Londrina, 16 (AE) - Os árbitros escalados para o Torneio Pré-Olímpico receberam hoje determinação dos instrutores da Fifa em Londrina para coibir a violência com máximo rigor na competição e expulsar os jogadores que cometerem faltas ríspidas
como os carrinhos que causem risco ao adversário. O representante brasileiro da comissão de instrutores, Armando Marques, deixou claro que o Campeonato Mundial de Clubes serviu como laboratório de observação para os árbitros do Pré-Olímpico.
"Essa festa que virou a área técnica não vai ser permitida no torneio", disse, criticando os que assistiram aos jogos em locais proibidos - uma referência indireta ao vice-presidente de Futebol do Vasco, Eurico Miranda. O extremo cuidado com as arbitragens foi tomado três dias depois da avaliação feita pelo presidente da Fifa, Joseph Blatter, sobre o nível das arbitragem no Mundial. Entre outras coisas, Blatter condenou a conivência dos árbitros com jogadas violentas e citou o carrinho como exemplo.
O mais prestigiado entre os cinco instrutores, Armando pediu aos árbitros que acompanhem os lances a uma distância não superior a 10 metros. "No Mundial foi um caos; é melhor nem falar", comentou. Depois Armando acrescentou que os árbitros que trabalharam no campeonato vencido pelo Corithians tinham a sorte de não ser brasileiros. "Senão toda a imprensa do País estaria questionando com acidez até agora o que se viu." O presidente da Comissão de Arbitragem da Confederação Brasileira de Futebol (CBF) reconheceu, porém, a existência de uma lacuna entre exigir rigor em reuniões com os árbitros e fazer com que cumpram o determinado. Para o Pré-Olímpico, eles vão ter de usar chuteiras com travas, e não tênis de futebol soçaite, como frisou Armando. Ele acompanhou os exercícios físicos do grupo e elogiou a forma de todos, cujo desempenho em corridas e testes de fôlego foi acima do esperado.

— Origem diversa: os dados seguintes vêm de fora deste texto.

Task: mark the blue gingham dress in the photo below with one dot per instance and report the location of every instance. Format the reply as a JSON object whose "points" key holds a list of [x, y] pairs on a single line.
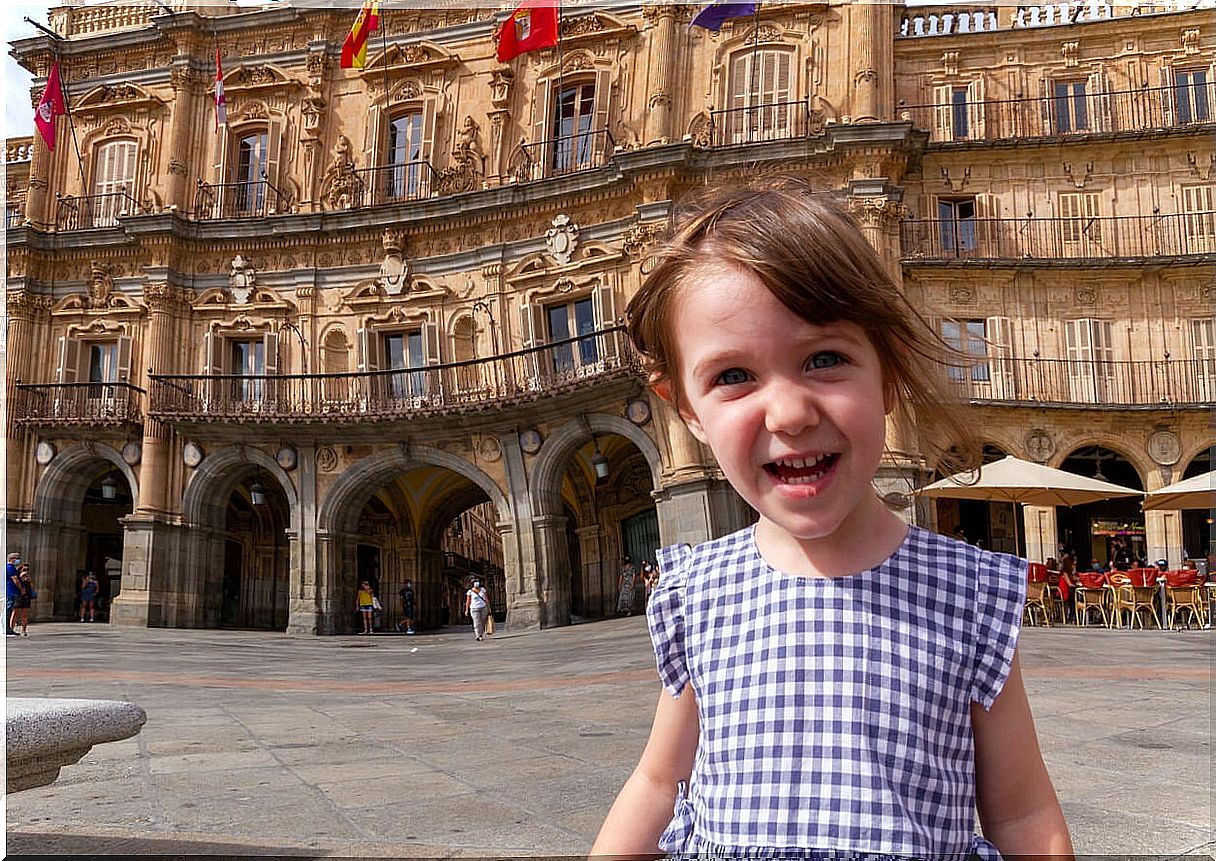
{"points": [[834, 713]]}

"Estão todos bem fisicamente, o que não quer dizer que apitem bem." Ao todo no Pré-Olímpico trabalharão dez árbitros e dez assistentes - cada um dos países inscritos no torneio cedeu um árbitro e um auxiliar para a competição. Os do Brasil são Luciano Augusto Almeida, do Distrito Federal, e o bandeira carioca, Hílton Rodrigues. O torneio é dividido em dois grupos de cinco seleções - um deles em Londrina e outro em Cascavel - e os árbitros só apitarão jogos em que não estiverem envolvidas as seleções de seus países.
Armando ficará no Paraná até o fim do torneio. Ele acumulará a função de instrutor da Fifa com a de presidente da Comissão de arbitragem da CBF. Daqui, ele escolherá os árbitros para as Copas Regionais e o Torneio Rio-São Paulo. "Só em 16 dias esse ano, fiz a escala de 92 juízes; em 1999, fiz isso 977 vezes." Ele anunciou que o árbitro Oscar Roberto de Godoy tranferiu-se da Federação Paulista para a Federação do Paraná e também que o pernambucano Wilson de Souza Mendonça foi liberado pela CBF para trabalhar no Japão.